Let $G$ be a countably infinite graph. If $G$ has cliques of arbitrarily large finite size, then $G$ satisfies the following property, which I will call $(*)$: for any $r\in \mathbb{N}$ and any $r$-coloring of the edges of $G$, some triangle must be monochromatic. This is a simple consequence of Ramsey's theorem.
My question is whether the converse is true; namely, if $G$ is a countably infinite graph with property $(*)$, then must $G$ have arbitrarily large cliques?
For graphs $G,H$ and for $r\in\mathbb N$ let $G\to(H)_r^2$ denote the statement: any $r$-coloring of the edges of $G$ contains a monochromatic subgraph isomorphic to $H$.

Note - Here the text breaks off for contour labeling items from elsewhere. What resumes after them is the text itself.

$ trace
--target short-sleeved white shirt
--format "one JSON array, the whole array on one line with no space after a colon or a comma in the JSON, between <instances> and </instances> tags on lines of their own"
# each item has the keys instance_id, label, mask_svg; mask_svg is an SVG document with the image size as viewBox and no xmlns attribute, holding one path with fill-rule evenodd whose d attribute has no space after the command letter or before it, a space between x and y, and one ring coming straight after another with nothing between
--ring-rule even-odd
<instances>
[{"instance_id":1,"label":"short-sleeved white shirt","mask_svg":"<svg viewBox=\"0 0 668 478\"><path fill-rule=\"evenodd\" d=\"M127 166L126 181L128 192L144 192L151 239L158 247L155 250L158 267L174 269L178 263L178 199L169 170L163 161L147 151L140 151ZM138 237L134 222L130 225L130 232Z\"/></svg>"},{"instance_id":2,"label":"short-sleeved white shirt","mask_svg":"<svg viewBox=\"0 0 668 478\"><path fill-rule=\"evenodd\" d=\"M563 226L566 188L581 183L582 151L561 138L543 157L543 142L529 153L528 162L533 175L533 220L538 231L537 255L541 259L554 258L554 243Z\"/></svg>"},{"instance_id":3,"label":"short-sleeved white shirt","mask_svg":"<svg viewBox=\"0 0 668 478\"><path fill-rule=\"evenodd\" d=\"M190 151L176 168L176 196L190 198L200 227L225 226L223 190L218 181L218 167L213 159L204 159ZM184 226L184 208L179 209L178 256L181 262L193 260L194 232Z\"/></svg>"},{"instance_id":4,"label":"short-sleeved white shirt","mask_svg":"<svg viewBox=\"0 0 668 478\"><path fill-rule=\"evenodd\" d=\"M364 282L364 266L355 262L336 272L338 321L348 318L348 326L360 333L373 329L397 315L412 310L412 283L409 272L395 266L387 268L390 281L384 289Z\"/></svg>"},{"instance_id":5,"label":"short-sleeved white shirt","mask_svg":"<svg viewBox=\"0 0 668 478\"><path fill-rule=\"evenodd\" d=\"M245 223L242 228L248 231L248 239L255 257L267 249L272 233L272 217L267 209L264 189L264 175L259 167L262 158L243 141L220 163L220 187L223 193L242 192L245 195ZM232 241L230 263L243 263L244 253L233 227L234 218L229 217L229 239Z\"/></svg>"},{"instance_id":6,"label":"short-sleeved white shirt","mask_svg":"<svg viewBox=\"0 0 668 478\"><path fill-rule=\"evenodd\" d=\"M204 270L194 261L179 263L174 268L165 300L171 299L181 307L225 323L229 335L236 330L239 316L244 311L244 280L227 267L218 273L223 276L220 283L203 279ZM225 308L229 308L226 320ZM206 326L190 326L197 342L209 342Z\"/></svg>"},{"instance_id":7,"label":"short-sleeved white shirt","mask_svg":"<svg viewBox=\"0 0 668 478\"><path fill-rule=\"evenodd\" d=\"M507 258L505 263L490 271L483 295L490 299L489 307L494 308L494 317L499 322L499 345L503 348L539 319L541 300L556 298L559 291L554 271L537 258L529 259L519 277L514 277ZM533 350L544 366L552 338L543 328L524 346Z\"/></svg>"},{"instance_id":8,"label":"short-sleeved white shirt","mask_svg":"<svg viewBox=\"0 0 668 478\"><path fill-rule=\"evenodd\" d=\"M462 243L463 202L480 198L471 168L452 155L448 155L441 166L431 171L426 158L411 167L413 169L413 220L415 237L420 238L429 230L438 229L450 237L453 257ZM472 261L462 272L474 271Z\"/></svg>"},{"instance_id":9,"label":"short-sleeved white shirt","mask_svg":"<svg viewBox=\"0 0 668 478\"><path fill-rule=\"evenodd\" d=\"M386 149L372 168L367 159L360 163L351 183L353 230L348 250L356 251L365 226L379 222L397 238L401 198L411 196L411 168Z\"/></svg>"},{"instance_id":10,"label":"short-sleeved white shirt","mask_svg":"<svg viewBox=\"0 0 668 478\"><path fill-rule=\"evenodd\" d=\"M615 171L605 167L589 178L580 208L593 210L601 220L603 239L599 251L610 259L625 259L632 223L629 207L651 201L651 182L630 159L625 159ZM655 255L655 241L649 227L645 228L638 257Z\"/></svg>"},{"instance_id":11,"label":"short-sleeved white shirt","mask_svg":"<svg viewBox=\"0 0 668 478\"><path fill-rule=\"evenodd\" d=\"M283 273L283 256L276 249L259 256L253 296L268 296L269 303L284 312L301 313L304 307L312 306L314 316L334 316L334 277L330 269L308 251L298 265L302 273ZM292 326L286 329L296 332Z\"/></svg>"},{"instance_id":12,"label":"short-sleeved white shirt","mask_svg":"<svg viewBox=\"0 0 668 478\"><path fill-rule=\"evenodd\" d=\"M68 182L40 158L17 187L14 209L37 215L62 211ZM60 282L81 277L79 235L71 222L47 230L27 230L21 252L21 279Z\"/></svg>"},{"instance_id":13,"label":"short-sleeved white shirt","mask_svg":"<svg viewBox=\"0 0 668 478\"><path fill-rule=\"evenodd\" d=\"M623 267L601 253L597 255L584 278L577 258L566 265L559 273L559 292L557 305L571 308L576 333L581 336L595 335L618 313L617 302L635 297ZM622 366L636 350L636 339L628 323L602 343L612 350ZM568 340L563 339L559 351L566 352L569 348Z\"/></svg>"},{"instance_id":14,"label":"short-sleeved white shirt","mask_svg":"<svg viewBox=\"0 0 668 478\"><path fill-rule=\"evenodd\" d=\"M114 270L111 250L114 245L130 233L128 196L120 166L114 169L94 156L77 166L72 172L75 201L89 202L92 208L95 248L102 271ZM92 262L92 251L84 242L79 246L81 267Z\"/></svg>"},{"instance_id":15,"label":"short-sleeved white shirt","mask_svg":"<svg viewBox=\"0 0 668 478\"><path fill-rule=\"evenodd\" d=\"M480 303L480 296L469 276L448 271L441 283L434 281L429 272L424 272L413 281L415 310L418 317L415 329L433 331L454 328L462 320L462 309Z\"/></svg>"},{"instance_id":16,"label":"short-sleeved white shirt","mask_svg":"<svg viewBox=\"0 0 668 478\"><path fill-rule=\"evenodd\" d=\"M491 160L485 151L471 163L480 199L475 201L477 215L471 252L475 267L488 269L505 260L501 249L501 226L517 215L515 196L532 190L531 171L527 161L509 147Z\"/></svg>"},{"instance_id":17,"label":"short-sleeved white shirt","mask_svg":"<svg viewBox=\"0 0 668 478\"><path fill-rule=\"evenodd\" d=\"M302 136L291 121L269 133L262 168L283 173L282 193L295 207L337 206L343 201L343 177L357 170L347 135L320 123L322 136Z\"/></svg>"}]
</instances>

Your question is answered in the negative by the Nešetřil-Rödl theorem: for any $r,m\in\mathbb N$ and any $K_m$-free finite graph $H$, there is a $K_m$-free finite graph $G$ such that $G\to(H)_r^2$. In particular, for any $r\in\mathbb N$, there is a $K_4$-free finite graph $G_r$ such that $G_r\to(K_3)_r^2$. The disjoint union of the graphs $G_r$ is a $K_4$-free countable graph $G$ such that $G\to(K_3)_r^2$ for every $r\in\mathbb N$.
Reference: J. Nešetřil and V. Rödl, The Ramsey property for graphs with forbidden complete subgraphs, J. Combinatorial Theory Ser. B 20 (1976), 243-249.